‘Not a Funny Word’ and ‘Assassins’: this week’s best theatre
Tara Flynn’s splendid one-woman show and Stephen Sondheim’s roll-call of political killers
“I can never tell anyone about this,” says Tara Flynn, with light irony. Instead, she makes a song and dance about it.
Not a Funny Word
It begins with a disappointing bit of coitus – not so much interruptus as way too abruptus – and ends sometime later, much more satisfyingly, via a fluid analysis of the nation, shame and acts of compassion. “Sure there’s no way you can get pregnant from an unsatisfactory fumble in lumpy Styrofoam,” she recalls. But pregnant she gets, and in Ireland in 2006 – or indeed anytime – the eight amendment means the only options available when a morning-after pill has failed is to travel abroad, alone and afraid.
Flynn takes us with her, assisted by musician Alma Kelliher, a selection of affectionately irreverent songs, and a recollection of culture, faith and family. There is much about holy Catholic Ireland that is ripe for satire, but not everything: Flynn’s grandfather was finally alleviated from racking scruples by a kindly priest who said, “I take all your sins on me.”
If Flynn’s story does something similar, it is because it is so ordinary – not a national tragedy, or cause celebre, just a regrettable personal situation – the kind that people you know have experienced and have never dared share.
“I can never tell anyone about this,” says Flynn, with light irony. Instead, she literally makes a song and dance about it.
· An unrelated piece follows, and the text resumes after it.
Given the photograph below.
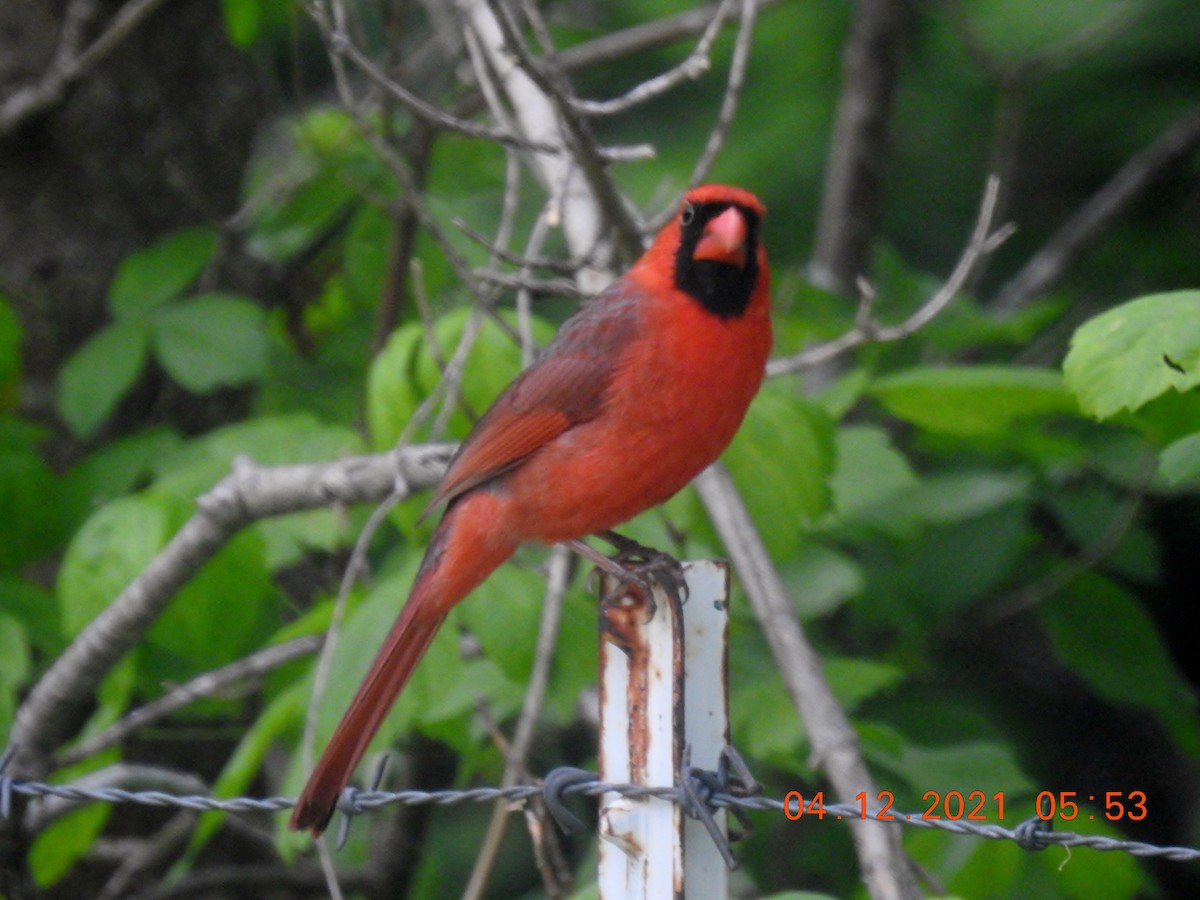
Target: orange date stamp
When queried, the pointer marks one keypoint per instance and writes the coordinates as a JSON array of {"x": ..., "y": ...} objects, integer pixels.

Director Phillip McMahon ensures that gesture is neither too grave nor too frivolous. Right now, it makes for essential viewing, and more surprisingly, a joy to watch.
Gate Theatre, Dublin, 7.30pm (Saturday 2.30pm) €27-€42 gatetheatre.ie
“What a wonder is a gun! What a versatile invention! First of all, when you’ve a gun everybody pays attention.” So sings Charles J Guiteau, whose name does not ring out through history quite like the two shots he fired into the back of President James Garfield, in 1881.
With them, however, he became a presidential assassin, guaranteeing infamy and an ignoble immortality. There are, the composer and lyricist Stephen Sondheim knew, many other examples, and based on an unproduced script by Charles Gilbert, he and John Weidman turned the twisted roll call of America’s successful and unsuccessful political killers into a dark musical that conceived of assassination as a fairground game – roll up! roll up! for this macabre American pastime.
Gate artistic director Selina Cartmell has brought the black comedy and contagious melodies of Sondheim to the Gate’s stage before, with a near legendary production of Sweeney Todd in 2007. Now she regroups with musical director Cathal Synnott for something as darkly delicious, giving a platform to the frustrations and ambitions of John Wilkes Booth, Leon Czolgosz, Lynette “Squeaky” Fromme, John Hinkley jnr and Lee Harvey Oswald, among others.
If you’re worried about good taste, you may have missed out on the past century of human endeavour. Anyone else can expect murderously good fun.